Cytiva’s cell therapy specialist Dr. Shannon Eaker welcomed some unexpected guests to his lab in a recent episode of “Lab Invaders”, where a Facebook Live audience is taken behind the scenes at a Cytiva laboratory.
Fortunately, Dr. Eaker has a PhD in cell biology and was well-prepared for a lot of the questions about his area of expertise –T-cell therapy.

What are T-cells?

T-cells have superpowers; they differentiate healthy cells from cancer cells, then attack the cancer cells. However, cancer cells are good at hiding from our body’s immune system, tricking it into thinking we are doing just fine.

How do you prepare T-cells for cell therapy?

To get the immune system to re-launch an attack on the cancer, T-cells need to be super-charged. The first step is isolating them from an individual patient’s blood. The T-cells are genetically modified, altering the DNA script so that the T-cells specifically recognize and kill cancer cells. In effect, this supercharges them to destroy cancer, while retaining the T-cell ability to leave healthy cells alone. The T-cells are grown up in large amounts, so that the patient can be administered as many of their modified T-cells as possible to fight the cancer.

How successful is T-cell therapy?

The progress that we have seen in cell therapy on the cancer front is truly amazing. T-cell therapy has been shown to remove all signs of cancer from the body, most notably for blood diseases like leukaemia. Also, many researchers say that more than 50% of patients who receive cell therapy see a reduction in disease. However, the therapy is not appropriate for everyone and comes with some risks. T-cell therapies for cancer have not yet been approved by regulatory bodies but we are very, very close.

What other disorders are caused by cellular diseases?

We need the cells in our body to perform their allocated tasks, and it’s in cases where they stop functioning that we see cells causing disease. For instance, malfunctioning pancreatic cells cause diabetes, faulty neural cells can cause cerebral palsy, the list goes on and on.

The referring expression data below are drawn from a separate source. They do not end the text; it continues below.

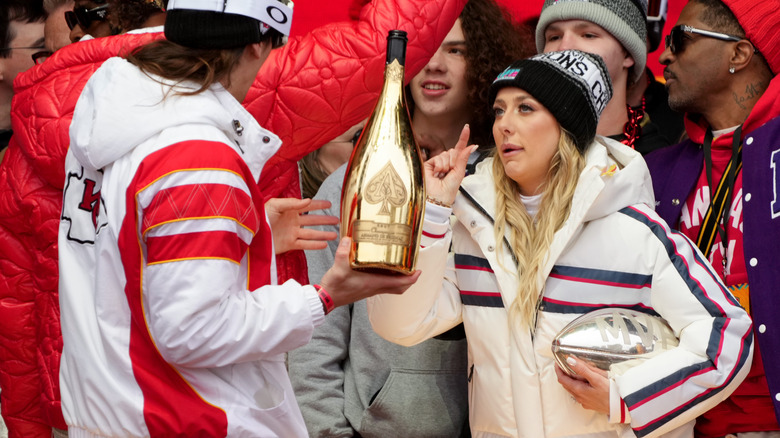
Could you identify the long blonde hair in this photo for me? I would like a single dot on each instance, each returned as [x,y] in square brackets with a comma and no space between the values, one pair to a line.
[530,238]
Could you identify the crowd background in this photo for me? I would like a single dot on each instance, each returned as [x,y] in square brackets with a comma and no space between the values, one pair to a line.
[311,15]
[319,36]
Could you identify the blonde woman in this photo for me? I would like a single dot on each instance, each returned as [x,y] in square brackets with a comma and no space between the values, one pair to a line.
[557,223]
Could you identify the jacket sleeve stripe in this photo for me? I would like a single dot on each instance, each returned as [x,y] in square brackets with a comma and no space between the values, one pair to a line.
[210,245]
[653,425]
[433,236]
[559,306]
[694,276]
[728,348]
[463,261]
[200,201]
[602,277]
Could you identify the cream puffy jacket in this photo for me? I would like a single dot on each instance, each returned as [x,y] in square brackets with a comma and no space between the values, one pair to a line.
[613,251]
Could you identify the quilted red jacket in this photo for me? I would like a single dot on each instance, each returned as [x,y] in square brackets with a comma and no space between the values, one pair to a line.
[316,88]
[310,91]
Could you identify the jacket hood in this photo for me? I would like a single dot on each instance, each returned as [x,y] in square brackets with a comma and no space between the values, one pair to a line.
[620,176]
[615,176]
[122,107]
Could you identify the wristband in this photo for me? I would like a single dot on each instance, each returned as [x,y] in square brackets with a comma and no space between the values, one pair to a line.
[327,301]
[435,201]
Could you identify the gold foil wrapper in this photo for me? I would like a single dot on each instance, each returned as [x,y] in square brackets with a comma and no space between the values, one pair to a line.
[383,196]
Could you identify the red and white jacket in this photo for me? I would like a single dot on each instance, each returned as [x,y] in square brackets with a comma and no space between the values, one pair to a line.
[308,92]
[171,320]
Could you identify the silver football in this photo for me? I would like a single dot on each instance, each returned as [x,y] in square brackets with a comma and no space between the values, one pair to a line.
[611,336]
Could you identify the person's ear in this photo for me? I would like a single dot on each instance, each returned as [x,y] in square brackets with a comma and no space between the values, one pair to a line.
[742,55]
[259,50]
[628,60]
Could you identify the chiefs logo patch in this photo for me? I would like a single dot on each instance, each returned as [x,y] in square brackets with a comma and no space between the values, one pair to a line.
[82,205]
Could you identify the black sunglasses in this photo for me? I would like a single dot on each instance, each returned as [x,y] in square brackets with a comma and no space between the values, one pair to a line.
[674,41]
[84,17]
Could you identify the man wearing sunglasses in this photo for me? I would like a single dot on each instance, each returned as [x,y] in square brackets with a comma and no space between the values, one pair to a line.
[21,35]
[721,187]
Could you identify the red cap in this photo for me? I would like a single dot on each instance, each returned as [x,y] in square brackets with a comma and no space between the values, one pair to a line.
[761,22]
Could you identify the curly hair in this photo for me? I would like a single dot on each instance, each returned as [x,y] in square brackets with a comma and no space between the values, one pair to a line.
[493,41]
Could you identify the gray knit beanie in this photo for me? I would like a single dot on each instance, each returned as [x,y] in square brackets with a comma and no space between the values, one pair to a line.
[626,20]
[573,85]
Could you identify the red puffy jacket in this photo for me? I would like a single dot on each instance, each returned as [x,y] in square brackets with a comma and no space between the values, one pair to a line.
[317,87]
[308,93]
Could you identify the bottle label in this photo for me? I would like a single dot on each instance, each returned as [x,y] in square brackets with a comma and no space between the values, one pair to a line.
[382,234]
[386,188]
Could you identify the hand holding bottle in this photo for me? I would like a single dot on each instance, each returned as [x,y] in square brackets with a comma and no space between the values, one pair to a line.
[346,286]
[444,172]
[288,219]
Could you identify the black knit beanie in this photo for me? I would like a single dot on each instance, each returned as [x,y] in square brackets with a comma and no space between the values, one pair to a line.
[573,85]
[228,25]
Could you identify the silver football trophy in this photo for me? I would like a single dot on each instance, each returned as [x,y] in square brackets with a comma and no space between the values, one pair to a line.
[612,336]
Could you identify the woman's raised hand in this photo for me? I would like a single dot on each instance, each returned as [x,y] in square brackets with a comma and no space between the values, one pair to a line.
[444,172]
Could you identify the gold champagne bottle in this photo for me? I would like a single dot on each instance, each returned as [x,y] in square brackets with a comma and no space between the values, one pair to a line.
[383,197]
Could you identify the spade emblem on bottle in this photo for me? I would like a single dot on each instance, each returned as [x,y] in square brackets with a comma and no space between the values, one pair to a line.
[386,187]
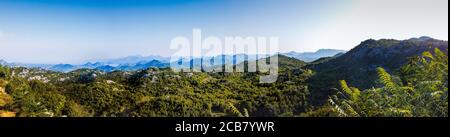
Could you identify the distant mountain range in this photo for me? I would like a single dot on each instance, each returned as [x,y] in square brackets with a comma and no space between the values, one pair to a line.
[312,56]
[132,63]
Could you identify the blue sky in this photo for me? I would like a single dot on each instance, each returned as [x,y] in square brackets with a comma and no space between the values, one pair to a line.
[72,31]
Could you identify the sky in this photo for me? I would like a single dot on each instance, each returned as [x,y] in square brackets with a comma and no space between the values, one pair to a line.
[73,31]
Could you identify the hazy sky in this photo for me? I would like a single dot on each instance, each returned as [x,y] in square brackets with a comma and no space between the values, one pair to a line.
[71,31]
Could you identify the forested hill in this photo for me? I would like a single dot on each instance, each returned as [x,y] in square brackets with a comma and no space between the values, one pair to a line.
[302,89]
[358,66]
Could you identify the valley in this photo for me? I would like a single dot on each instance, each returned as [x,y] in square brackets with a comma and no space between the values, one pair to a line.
[376,78]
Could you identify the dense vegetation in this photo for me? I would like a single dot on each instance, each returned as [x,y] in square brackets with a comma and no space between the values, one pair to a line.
[419,87]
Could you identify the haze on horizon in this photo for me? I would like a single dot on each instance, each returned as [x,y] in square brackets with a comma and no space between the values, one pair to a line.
[73,31]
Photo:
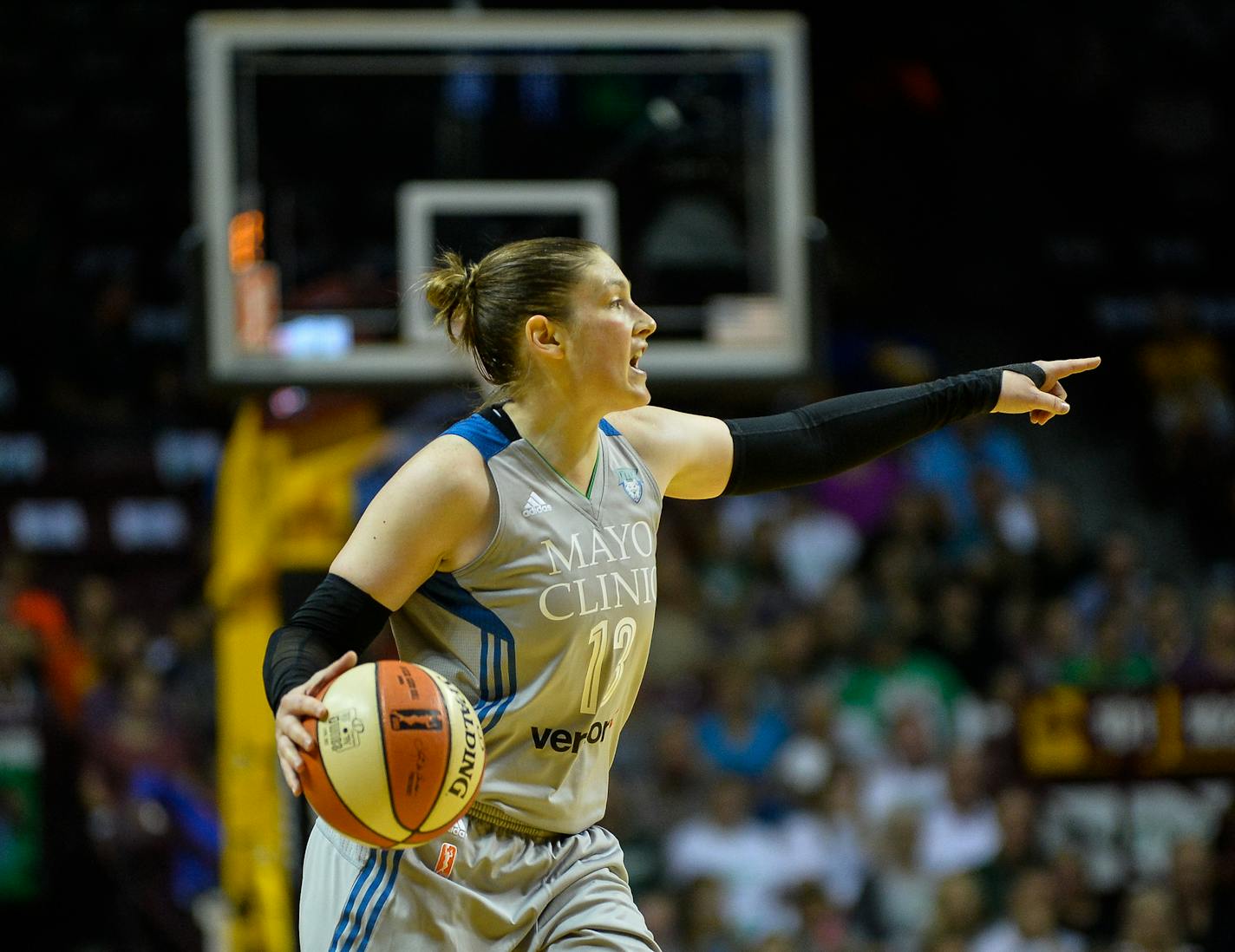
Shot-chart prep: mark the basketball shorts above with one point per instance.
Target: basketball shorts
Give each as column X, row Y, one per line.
column 477, row 888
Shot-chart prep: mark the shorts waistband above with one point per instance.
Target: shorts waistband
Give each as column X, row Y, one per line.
column 492, row 815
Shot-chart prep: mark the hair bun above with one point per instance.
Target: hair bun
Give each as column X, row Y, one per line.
column 451, row 293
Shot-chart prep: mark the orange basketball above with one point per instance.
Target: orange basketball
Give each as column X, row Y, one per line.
column 399, row 759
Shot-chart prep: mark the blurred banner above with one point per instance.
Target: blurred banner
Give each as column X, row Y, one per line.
column 1171, row 731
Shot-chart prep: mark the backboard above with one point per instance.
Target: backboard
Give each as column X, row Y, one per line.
column 337, row 153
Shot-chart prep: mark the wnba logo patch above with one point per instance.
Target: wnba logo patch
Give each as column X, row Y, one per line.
column 446, row 859
column 631, row 483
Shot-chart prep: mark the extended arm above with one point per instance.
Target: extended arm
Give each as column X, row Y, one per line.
column 699, row 457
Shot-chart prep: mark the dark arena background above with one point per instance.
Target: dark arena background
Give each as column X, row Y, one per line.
column 977, row 695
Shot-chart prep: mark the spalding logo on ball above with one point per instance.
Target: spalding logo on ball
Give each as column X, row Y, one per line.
column 399, row 759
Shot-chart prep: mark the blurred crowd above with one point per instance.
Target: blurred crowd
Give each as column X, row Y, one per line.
column 107, row 762
column 827, row 753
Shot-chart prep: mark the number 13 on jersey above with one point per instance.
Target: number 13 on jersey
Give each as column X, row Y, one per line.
column 623, row 642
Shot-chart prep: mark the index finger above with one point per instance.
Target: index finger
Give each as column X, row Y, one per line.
column 1066, row 368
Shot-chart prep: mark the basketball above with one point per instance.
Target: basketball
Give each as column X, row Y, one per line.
column 399, row 759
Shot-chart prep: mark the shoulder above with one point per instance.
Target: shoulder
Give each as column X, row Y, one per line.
column 448, row 469
column 689, row 454
column 651, row 428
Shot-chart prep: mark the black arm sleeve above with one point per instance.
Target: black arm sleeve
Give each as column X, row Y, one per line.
column 818, row 441
column 335, row 619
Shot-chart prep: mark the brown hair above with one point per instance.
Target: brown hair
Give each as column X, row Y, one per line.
column 486, row 305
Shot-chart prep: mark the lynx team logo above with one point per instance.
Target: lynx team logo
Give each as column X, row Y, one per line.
column 446, row 859
column 631, row 484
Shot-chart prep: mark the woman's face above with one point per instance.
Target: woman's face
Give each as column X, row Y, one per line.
column 606, row 338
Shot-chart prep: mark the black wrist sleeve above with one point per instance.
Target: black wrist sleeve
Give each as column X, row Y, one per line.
column 824, row 439
column 335, row 619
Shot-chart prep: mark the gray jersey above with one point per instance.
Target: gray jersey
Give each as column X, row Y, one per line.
column 547, row 630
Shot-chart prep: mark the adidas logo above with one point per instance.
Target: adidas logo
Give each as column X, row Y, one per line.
column 535, row 506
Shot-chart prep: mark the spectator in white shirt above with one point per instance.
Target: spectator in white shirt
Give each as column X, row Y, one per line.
column 961, row 832
column 1031, row 923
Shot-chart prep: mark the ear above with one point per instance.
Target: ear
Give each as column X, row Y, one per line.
column 544, row 337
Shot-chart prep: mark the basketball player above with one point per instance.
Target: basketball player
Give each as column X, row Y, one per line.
column 516, row 556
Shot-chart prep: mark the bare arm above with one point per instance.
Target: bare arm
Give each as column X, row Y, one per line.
column 693, row 457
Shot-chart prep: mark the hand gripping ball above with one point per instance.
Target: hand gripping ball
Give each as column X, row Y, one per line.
column 399, row 759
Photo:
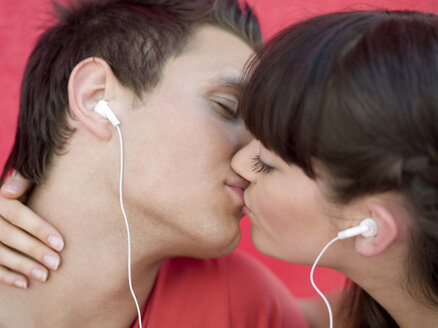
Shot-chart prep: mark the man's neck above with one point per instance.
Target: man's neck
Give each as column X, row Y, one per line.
column 90, row 289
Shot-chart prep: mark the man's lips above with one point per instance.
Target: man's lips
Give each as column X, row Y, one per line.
column 237, row 186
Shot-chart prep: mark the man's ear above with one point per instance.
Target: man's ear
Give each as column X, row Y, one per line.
column 90, row 81
column 387, row 231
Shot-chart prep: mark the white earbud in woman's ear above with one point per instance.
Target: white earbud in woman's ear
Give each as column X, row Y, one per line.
column 102, row 108
column 366, row 228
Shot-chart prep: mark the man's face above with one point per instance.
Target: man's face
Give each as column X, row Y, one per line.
column 179, row 144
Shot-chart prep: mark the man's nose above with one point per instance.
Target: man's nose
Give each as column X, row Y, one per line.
column 242, row 160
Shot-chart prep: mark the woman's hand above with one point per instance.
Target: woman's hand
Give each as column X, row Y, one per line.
column 28, row 244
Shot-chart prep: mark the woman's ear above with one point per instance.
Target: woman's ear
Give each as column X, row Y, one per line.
column 387, row 231
column 90, row 81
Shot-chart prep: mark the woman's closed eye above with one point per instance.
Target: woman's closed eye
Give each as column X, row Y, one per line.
column 259, row 166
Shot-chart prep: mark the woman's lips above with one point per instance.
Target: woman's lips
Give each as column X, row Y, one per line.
column 246, row 211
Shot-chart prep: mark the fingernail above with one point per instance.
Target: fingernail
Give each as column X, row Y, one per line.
column 11, row 187
column 20, row 284
column 39, row 274
column 51, row 261
column 56, row 243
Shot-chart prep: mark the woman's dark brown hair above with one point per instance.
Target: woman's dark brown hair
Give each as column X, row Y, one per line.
column 358, row 91
column 135, row 37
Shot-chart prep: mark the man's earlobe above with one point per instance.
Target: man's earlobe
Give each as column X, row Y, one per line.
column 90, row 81
column 387, row 232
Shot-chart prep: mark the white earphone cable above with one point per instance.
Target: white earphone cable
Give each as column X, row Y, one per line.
column 127, row 227
column 313, row 283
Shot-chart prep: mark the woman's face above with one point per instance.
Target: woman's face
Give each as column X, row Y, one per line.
column 289, row 215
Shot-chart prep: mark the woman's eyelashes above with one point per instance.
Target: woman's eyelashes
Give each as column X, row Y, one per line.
column 259, row 166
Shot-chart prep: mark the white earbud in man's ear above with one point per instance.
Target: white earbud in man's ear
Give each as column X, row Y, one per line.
column 102, row 108
column 366, row 228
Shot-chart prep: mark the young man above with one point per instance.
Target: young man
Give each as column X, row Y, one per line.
column 170, row 71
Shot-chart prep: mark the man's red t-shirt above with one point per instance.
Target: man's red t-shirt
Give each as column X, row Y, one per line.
column 234, row 291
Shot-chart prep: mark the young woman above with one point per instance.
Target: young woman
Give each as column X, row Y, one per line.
column 344, row 108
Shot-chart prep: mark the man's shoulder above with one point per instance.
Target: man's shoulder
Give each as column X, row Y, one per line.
column 250, row 294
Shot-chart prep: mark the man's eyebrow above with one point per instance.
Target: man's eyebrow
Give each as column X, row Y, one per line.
column 232, row 82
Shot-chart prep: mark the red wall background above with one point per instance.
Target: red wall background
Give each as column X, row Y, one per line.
column 22, row 20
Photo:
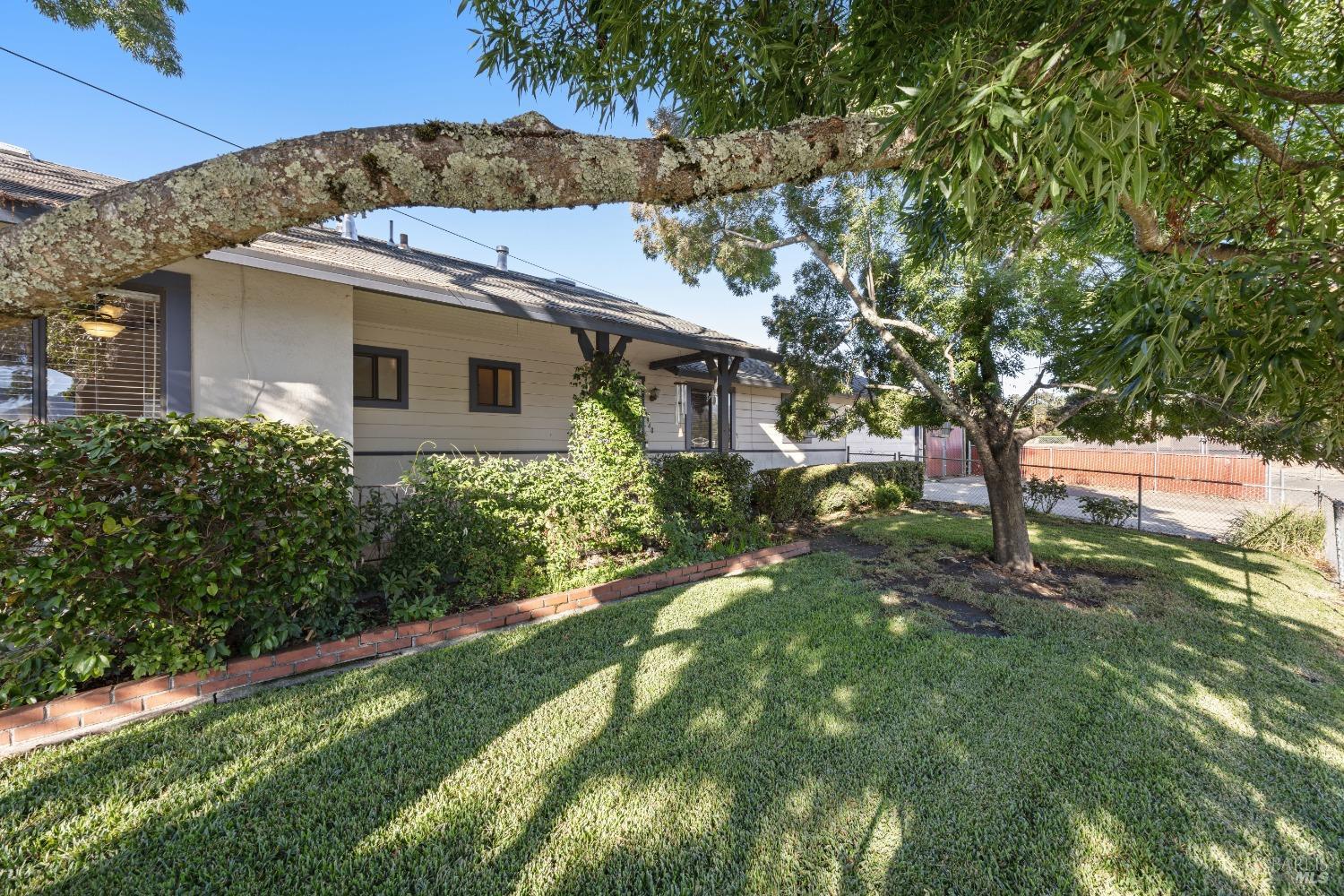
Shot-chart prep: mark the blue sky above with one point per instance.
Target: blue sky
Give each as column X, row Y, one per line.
column 255, row 72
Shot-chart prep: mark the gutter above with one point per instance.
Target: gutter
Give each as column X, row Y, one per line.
column 370, row 282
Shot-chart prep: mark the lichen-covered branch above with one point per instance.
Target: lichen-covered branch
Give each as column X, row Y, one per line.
column 521, row 163
column 1150, row 237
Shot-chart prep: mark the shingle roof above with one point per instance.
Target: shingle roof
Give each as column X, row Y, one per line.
column 42, row 185
column 31, row 182
column 750, row 371
column 376, row 257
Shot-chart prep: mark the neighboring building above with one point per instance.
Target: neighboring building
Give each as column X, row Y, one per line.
column 395, row 349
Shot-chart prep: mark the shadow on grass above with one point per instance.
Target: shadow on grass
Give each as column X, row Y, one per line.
column 771, row 731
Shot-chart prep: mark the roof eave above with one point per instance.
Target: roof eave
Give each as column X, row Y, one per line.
column 371, row 282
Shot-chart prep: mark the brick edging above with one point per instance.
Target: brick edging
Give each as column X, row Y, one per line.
column 110, row 707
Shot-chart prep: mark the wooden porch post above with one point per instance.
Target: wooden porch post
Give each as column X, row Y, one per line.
column 725, row 368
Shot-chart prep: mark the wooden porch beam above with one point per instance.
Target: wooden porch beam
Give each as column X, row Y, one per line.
column 672, row 363
column 585, row 343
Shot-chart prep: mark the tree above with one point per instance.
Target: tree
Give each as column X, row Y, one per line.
column 1212, row 128
column 933, row 343
column 144, row 29
column 521, row 163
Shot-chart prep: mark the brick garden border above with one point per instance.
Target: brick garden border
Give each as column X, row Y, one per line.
column 110, row 707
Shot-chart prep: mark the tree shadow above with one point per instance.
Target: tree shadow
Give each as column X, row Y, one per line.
column 777, row 731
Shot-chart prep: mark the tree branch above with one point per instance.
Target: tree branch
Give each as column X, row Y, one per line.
column 521, row 163
column 1249, row 132
column 1067, row 411
column 1021, row 403
column 1150, row 237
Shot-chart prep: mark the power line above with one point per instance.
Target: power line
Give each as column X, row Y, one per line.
column 230, row 142
column 117, row 96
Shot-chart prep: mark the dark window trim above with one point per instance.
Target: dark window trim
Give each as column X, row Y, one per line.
column 174, row 290
column 402, row 376
column 714, row 421
column 475, row 365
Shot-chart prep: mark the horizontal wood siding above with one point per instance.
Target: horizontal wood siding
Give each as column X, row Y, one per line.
column 440, row 340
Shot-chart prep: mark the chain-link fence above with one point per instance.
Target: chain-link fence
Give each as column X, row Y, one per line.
column 1335, row 538
column 1169, row 504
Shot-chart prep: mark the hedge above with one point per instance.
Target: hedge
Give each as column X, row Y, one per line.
column 478, row 528
column 798, row 493
column 134, row 547
column 710, row 493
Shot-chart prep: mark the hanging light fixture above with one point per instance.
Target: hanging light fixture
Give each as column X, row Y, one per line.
column 101, row 328
column 102, row 323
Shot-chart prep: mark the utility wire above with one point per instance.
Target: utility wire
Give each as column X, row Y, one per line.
column 117, row 96
column 230, row 142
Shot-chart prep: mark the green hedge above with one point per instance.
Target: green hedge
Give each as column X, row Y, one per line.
column 709, row 493
column 797, row 493
column 156, row 546
column 472, row 530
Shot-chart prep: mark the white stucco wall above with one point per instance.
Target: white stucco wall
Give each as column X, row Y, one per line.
column 440, row 340
column 271, row 344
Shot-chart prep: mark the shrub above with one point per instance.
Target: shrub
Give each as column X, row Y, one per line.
column 1107, row 511
column 159, row 546
column 889, row 495
column 1043, row 495
column 709, row 493
column 475, row 528
column 798, row 493
column 1295, row 532
column 478, row 528
column 607, row 452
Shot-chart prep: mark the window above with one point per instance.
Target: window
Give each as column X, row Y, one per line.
column 495, row 387
column 381, row 376
column 104, row 358
column 702, row 417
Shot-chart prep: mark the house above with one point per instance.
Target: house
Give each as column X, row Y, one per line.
column 397, row 349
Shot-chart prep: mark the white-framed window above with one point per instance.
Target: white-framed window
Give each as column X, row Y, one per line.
column 698, row 413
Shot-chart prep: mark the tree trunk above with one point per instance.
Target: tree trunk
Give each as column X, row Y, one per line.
column 521, row 163
column 1007, row 511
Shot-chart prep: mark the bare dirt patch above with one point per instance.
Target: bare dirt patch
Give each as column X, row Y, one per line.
column 952, row 583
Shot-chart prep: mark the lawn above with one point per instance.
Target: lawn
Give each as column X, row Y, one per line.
column 1175, row 726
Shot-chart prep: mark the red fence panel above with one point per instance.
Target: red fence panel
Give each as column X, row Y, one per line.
column 1209, row 474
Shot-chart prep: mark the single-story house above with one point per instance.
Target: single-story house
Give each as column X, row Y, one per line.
column 392, row 349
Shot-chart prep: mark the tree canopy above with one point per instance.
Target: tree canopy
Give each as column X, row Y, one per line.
column 1212, row 129
column 144, row 29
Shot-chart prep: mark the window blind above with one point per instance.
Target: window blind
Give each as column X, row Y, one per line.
column 107, row 359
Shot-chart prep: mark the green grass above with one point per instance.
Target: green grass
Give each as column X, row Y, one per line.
column 774, row 731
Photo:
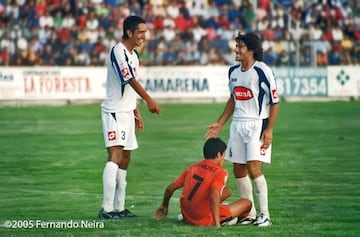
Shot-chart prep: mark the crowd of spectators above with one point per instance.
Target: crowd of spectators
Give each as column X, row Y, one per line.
column 180, row 32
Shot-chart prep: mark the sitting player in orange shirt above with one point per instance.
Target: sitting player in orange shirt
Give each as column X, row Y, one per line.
column 204, row 190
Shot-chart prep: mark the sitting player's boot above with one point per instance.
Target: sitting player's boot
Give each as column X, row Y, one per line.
column 107, row 215
column 125, row 213
column 247, row 220
column 230, row 221
column 262, row 220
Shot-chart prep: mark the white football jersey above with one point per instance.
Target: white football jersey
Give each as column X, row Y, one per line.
column 253, row 91
column 122, row 66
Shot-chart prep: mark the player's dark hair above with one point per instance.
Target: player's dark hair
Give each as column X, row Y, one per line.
column 213, row 146
column 253, row 43
column 131, row 23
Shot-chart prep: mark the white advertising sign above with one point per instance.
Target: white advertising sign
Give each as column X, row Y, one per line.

Has any other progress been seen recently in the field of cell therapy?

Hundreds of cell therapy clinical trials are being run today. Examples include: replacement cartilage for joints, cell-based skin substitutes for ulcers, and bone grafts for bone disorders.

What do you personally find amazing about cell therapy?

Cell therapy truly is a personalized treatment that is developed for each individual patient.
It’s exciting that our work to provide a start-to-finish solution to the manufacturing process is moving the cell therapy industry towards availability for more patients who need it.